The announcement was made by First Deputy Prime Minister Roman Sklyar during a joint session of Kazakhstan’s Parliament. He reported that investments in fixed assets have increased by 55% over the past five years, reaching KZT 19.4 trillion ($37.3bn).
“Of the total volume, nearly 79% came from the private sector,” Sklyar said. “Although its share slightly declined compared to the previous year, the absolute volume rose from KZT 14.7 trillion to KZT 15.3 trillion ($28.3bn-$29.4bn).”
Public investment also saw a sharp increase, growing from KZT 2.9 trillion to KZT 4.1 trillion ($5.6bn-$7.9bn).
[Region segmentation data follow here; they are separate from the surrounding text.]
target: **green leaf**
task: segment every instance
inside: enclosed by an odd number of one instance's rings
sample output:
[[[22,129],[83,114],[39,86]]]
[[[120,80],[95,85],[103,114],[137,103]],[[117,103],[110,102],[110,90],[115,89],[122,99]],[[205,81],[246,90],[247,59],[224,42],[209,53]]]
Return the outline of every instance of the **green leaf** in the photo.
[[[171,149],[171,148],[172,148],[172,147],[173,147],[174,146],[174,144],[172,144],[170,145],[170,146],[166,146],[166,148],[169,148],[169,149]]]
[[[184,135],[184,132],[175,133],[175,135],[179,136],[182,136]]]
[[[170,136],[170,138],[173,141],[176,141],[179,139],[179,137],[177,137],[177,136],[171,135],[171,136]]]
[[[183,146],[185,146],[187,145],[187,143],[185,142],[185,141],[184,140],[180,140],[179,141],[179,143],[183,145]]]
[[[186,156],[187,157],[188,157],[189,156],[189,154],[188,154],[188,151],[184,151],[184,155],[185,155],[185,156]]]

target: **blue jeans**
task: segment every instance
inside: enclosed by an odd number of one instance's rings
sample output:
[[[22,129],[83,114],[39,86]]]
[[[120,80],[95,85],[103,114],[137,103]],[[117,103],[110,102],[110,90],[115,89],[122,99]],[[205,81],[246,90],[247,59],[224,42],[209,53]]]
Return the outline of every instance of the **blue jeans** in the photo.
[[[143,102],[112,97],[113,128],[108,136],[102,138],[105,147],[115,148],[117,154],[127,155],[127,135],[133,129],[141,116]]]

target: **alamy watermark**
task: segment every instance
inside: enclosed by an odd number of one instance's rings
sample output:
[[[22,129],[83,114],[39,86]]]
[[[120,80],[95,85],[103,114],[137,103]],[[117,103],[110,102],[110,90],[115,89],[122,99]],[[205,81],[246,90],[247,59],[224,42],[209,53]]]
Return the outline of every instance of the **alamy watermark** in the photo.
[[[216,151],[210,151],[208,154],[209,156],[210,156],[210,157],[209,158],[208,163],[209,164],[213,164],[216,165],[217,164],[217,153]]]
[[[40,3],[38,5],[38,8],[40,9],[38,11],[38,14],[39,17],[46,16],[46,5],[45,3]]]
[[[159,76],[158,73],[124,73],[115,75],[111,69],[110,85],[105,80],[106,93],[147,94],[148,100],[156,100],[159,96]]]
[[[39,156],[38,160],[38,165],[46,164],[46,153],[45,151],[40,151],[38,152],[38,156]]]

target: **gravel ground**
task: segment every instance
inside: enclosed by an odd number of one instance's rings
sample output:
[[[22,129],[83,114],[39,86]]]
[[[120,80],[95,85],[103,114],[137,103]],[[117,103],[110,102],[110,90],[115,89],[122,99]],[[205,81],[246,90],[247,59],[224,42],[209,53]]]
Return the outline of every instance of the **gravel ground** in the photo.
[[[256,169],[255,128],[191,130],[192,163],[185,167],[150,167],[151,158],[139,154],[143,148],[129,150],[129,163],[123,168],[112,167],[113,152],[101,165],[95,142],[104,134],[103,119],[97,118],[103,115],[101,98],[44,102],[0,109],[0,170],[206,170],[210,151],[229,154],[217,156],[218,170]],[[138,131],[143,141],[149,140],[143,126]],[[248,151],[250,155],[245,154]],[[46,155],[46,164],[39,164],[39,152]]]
The growth reflects the government’s targeted approach to improving Kazakhstan’s investment climate. Measures include liberalizing the economy, reducing bureaucratic obstacles, and expanding national infrastructure—from transport corridors to energy supply networks.
“Investing should be convenient,” said Sklyar. “That is the aim of the Investment Headquarters, the Strategic Development Initiatives (SDI), and other tools developed to support investors.”
Kazakhstan is focusing on attracting long-term, strategic investors in key industries such as mechanical engineering, logistics, and agriculture. Projects already underway include those involving global companies like John Deere, KIA, YTO Express, and Fufeng Group, which contribute not only capital but also new technologies and skill development.
To streamline processes, the government has introduced several tools: a national digital investment platform, a green corridor for strategic projects, and a Unified Register of Investor Problems. The Investment Headquarters has reviewed 137 projects valued at more than $70bn and initiated over 140 legislative amendments aimed at protecting investors and simplifying regulations.
Investment Agreements have become a central feature of Kazakhstan’s strategy. These contracts define cooperation terms between the government and private investors. In 2024, six such agreements worth $2.3bn were signed. In the first half of 2025, the number rose to 15 agreements totaling $15.8bn. Approval now takes no longer than two weeks, provided that all documentation is complete.
Kazakhstan’s national management holding, Baiterek, plays a key role in financing major projects. Acting as a financial stabilizer, it secures funding from domestic and international sources and channels it into priority sectors through concessional lending schemes.